Core Concepts
Introducing a damping outflow forcing mechanism improves stability in multiphase flow simulations with sharp interfacial jumps.
Abstract
A study introduces a damping outflow forcing mechanism to stabilize multiphase flows with sharp interfacial jumps. Inadequate treatment of jumps at the outlet can lead to undesirable fluid disturbances. The forcing term acts as a damping mechanism to control vortices generated by droplets/bubbles. It is designed to enforce stability in the numerical solution and can be applied to simulate various multiphase flow problems. The study demonstrates its applicability in pool and flow boiling scenarios, addressing challenges posed by bubble-induced vortices during evaporation and condensation at the outflow boundary. Computational experiments using Flash-X software show promising results for three-dimensional simulations on supercomputing platforms.
Stats
These flows are dominated by low Weber numbers and a sharp jump in pressure, velocity, and temperature.
Validation and verification cases are chosen to quantify accuracy and stability of the proposed method.
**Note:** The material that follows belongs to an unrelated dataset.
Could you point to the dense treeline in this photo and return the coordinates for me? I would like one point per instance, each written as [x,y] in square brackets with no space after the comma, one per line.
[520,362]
Computational experiments are performed using Flash-X, an open-source software instrument for fluid dynamics simulations.
The formulation is implemented for a sharp interface ghost fluid method (GFM) but can be extended to other methods with minor modifications.
Parameters such as density ratios, viscosity ratios, Reynolds numbers, Prandtl numbers, Stefan numbers, Froude numbers, and Weber numbers are provided for different scenarios.
Quotes
"The forcing term acts as a damping mechanism to control vortices that are generated by droplet/bubbles in multiphase flows."
"To mitigate these disturbances, we introduce a forcing term that can be applied to incompressible Navier-Stokes equations."
"Outflow boundaries play an important role in multiphase fluid dynamics simulations involving transition between liquid and vapor phases."